Obsolescence is a reality on the internet, and we all have to choose the software we use and how we share our data carefully. Zotero makes a more trustworthy case, as their cloud-based storage is mirrored on any computer on which one downloads their software, stored in text-files, pdf's, and my-sql databases that should remain interoperable for some time to come.
Once upon a time, I wrote:
Delicious is the Rome, Jerusalem, and Paris of my existence
as an academic these days. It's where I make my friends, how I get the news,
and where I go to trade. All this from a little server that does nothing but
share bookmarks in public.
...For two years I've been using Delicious as an information
organizer. It's produced an impressive encyclopedia of the most interesting
information, images, articles, citations, books, and subjects on the internet
to which I might want to refer. Consider my dissertation tag,
under which are a wide variety of online images and Google books that I'll be
using for my research. Not only can I come back to them, but I can also find
material related to walking—and navigate seamlessly from one to
another. As an improvement on the index card system—or on my own terrifying
piles of articles, even now ornamenting my bookshelf, or even on the folders
within folders within folders of word documents—this represents a definite
-- and so on. filled with enthusiasm for a culture of sharing that I saw emerging, for the strangers I met and the bibliographies I pillaged there. Delicious was, for many years, my much-preferred place for wisdom over Google. If you were looking up hot springs, for example, Google returned the most obvious result, but only Delicious would get you to Tim Wu's list of the best hot springs in the world.
But it takes time to build up one's participation in such a community. Delicious worked so well for me in part because of a network of connections I'd built up carefully over time, from reading other users' annotations and connecting myself to the most insightful among them. Could I find them again? Perhaps. But broken trust -- like the wiping out of accounts -- goes against the trust necessary to make that commitment to finding a community and sharing things with them. Having lost my own history, now I mistrust the service.
In theory, an active community of users is the most important economic foundation of the sales of Facebook stock or any other company. But what's to prohibit the evaporation, overnight, of all we've placed on Flickr, Instagram, or Facebook?
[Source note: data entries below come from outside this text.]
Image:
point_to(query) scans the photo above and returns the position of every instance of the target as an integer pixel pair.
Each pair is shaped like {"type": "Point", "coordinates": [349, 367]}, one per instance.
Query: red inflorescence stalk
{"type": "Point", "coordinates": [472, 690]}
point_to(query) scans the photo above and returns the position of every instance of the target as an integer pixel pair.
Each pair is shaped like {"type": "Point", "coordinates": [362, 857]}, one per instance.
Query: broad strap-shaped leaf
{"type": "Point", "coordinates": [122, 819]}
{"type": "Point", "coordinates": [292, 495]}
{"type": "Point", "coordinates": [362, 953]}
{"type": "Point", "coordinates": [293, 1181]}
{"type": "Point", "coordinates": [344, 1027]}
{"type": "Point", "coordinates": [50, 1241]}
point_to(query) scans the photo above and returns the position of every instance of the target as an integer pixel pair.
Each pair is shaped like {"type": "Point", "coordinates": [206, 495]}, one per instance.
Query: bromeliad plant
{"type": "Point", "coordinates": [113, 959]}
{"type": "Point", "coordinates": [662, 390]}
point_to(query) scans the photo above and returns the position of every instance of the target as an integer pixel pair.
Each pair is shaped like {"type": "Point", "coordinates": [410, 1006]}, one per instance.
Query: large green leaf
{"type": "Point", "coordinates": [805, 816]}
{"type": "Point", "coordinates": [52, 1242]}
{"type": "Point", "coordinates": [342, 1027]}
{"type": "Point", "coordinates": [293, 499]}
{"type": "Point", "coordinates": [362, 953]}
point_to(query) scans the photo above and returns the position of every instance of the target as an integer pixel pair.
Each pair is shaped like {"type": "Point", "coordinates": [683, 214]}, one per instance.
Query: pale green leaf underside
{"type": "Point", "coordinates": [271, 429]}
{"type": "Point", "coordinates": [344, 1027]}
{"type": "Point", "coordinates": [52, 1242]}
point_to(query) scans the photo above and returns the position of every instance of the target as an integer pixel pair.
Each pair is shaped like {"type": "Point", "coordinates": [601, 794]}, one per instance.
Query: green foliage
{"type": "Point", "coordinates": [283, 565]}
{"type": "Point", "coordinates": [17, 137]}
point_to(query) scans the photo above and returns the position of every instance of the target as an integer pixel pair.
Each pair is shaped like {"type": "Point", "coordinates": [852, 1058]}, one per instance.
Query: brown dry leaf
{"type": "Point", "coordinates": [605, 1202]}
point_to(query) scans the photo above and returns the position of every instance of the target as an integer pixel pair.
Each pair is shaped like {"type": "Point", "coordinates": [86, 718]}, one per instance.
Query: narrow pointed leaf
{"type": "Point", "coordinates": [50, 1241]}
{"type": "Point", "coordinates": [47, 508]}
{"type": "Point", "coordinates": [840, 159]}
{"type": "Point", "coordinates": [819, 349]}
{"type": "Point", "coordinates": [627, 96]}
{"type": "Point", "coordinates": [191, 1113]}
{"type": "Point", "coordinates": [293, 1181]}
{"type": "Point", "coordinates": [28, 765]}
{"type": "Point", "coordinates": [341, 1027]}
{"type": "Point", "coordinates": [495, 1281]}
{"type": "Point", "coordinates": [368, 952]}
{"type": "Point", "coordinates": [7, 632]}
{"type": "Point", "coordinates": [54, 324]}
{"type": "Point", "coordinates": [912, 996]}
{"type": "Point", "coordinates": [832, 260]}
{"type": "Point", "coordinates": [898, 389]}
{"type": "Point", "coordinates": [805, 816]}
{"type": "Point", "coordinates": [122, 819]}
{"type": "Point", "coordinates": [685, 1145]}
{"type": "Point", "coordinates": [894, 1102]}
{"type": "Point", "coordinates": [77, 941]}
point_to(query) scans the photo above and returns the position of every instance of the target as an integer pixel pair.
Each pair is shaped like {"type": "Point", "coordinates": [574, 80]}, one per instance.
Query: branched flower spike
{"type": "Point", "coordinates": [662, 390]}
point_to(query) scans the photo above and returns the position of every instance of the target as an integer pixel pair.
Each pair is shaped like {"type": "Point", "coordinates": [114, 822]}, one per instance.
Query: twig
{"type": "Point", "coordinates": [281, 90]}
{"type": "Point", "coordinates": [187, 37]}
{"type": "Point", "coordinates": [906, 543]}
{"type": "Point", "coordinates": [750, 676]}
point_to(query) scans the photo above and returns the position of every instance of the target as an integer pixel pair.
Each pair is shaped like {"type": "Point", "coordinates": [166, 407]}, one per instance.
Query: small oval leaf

Our data is not ours, as privacy activists keep reminding us. And market wisdom was not enough, in the case of Delicious, for Yahoo to protect the community of users.
Instead, a valiant attempt was made at the grassroots. Delicious users heard about the coming purge and instructed each other on rescuing their bookmarks. One of them launched an alternative, free site called Pinboard
. The people, and the collective sense of the commons, were in the end more reliable than the market.
Where was I when users were helping other users transfer their accounts and save their links and notes, where was I? Finishing a dissertation or a book manuscript? Moving house, again, to a new city? Probably. I missed the boat, half-aware that something was going on. I knew better, even at the time. I'd blogged about obsolescence
and data before. But I didn't heed the warnings... the flood came... so sad. I understand the warnings about markets, data, sharing, all of it. But I find myself regularly returning in thought to that intelligent community that once was.
The corporations can have my data. I want my community back. I just miss waking up to the news the way we did together in 2007, annotating the most interesting articles with people I'd chosen purely for the beauty of the kinds of sites they liked, sharing them intelligently in a place where we could find them again. Those are both qualities that Facebook has never offered.
There is nothing like Delicious out there in terms of an community for finding grass-roots curators and beholding their careful, discerning brilliance over time. Not twitter, where we all snark meaninglessly; not tumblr, which buries precious information beneath a flood; not Zotero, where it's nearly impossible to browse strangers or follow them from afar.
In the end, I don't care that the people were more reliable than Yahoo, or that corporate America destroyed my intellectual commons. I miss you, Delicious. Give me my library back.